Media General Inc. agreed to buy Meredith Corp. in a cash and stock deal valued at about $2.4 billion to create the one of the largest owners of U.S. TV affiliates.

Meredith shareholders will receive cash and stock amounting to $51.53 per share, 12 percent higher than the company’s closing price on Sept. 4, the media companies said in a joint statement Tuesday. Including Meredith’s $722 million in debt, the deal is valued at about $3.1 billion.

Media General rose 9.5 percent to $12.21 at 8:48 a.m. New York time, after reaching as high as $17.10 before regular trading. Meredith climbed 13 percent to $51.89.

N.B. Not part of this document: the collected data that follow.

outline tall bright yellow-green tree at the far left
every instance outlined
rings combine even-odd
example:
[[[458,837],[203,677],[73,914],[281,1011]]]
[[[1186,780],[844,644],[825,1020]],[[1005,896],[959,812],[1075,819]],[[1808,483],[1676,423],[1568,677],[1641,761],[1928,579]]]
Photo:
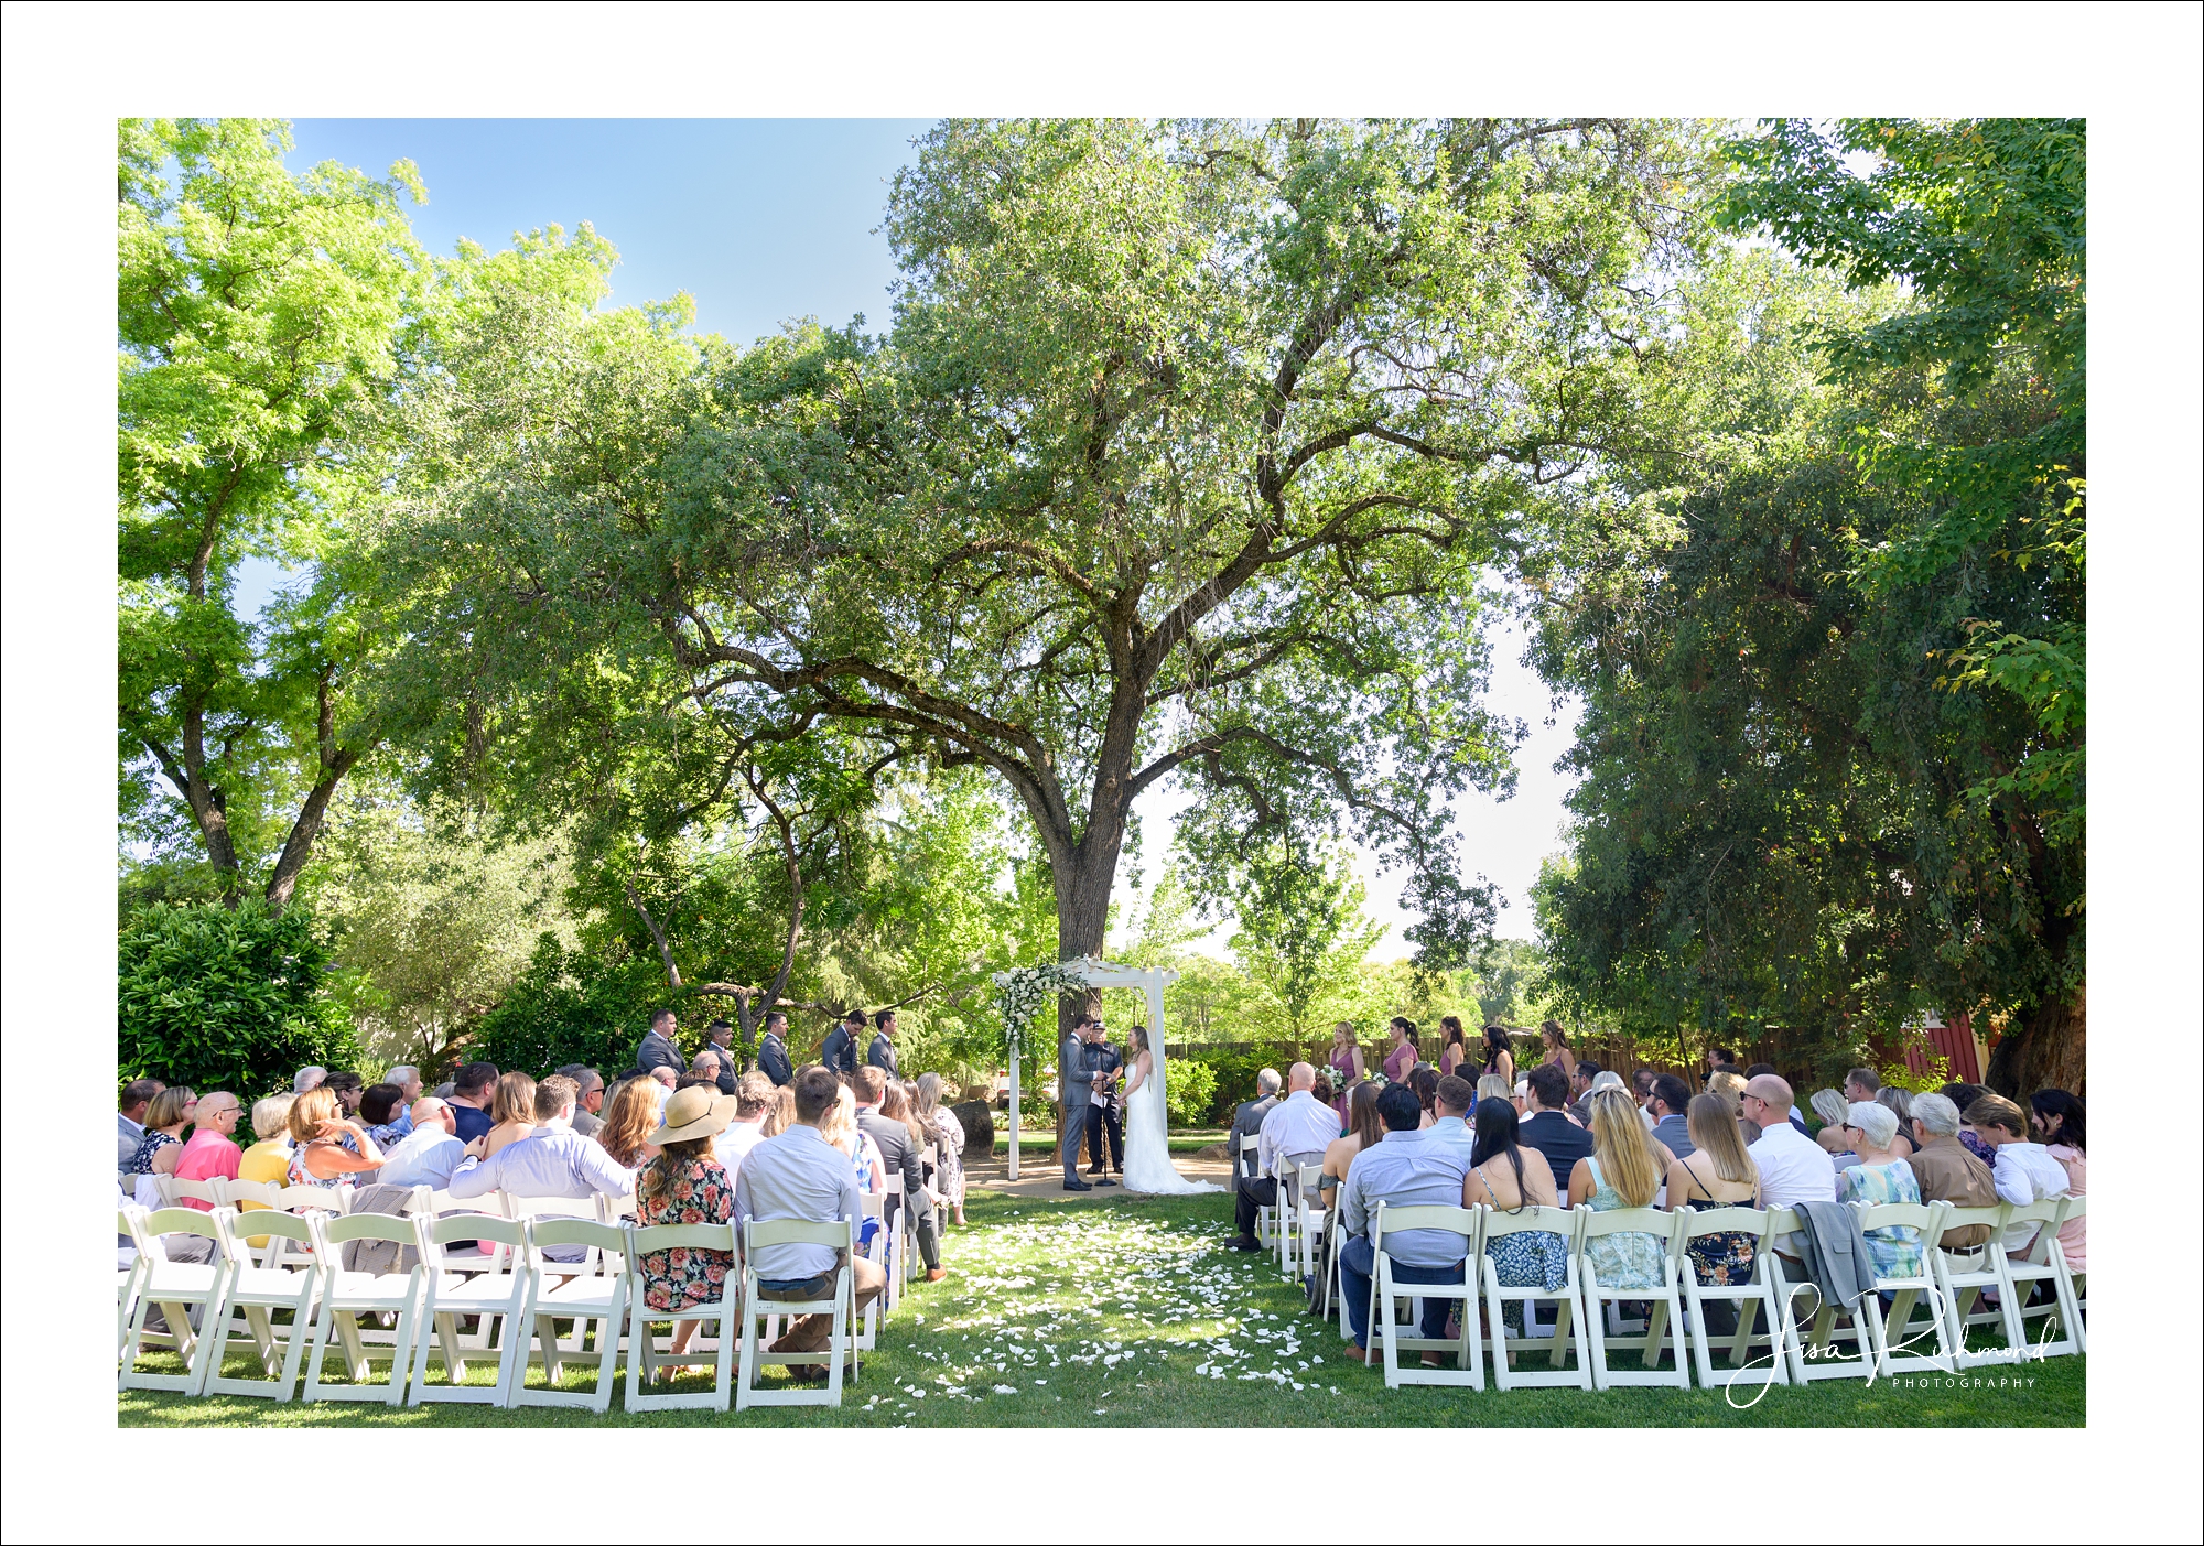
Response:
[[[392,639],[355,535],[425,273],[410,163],[293,174],[289,148],[273,121],[123,119],[117,203],[123,835],[229,899],[264,872],[278,905],[379,738],[359,678]],[[260,619],[231,610],[247,557],[304,570]]]

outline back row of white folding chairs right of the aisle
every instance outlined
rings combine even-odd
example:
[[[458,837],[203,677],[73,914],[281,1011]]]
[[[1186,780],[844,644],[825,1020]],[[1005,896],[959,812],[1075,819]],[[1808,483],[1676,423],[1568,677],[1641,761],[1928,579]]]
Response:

The new company, led by Meredith’s Chief Executive Officer Steve Lacy, will be called MeredithMedia General. It will reach about 30 percent of U.S. homes with a TV, and will be the third- largest owner of network affiliates, the companies said. While both Media General and Meredith specialize in operating local partners of larger networks -- including 21st Century Fox Inc., CBS Corp., Comcast Corp.’s NBC and the Walt Disney Co.’s ABC -- the addition of Meredith will give the combined company better access to digital marketing and websites to compliment those stations. Meredith publishes magazines including Better Homes and Gardens, Family Circle and Shape.

Media General shareholders will get a share of the new company for every one they owned in the old business. After the deal, Meredith shareholders will own 35 percent of the new company and Media General’s investors will hold 65 percent.

The deal is expected to close by June 30, 2016, following approval from shareholders and regulators. RBC Capital Markets served as financial advisers to Media General, and BDT & Co. and Moelis & Co. advised Meredith.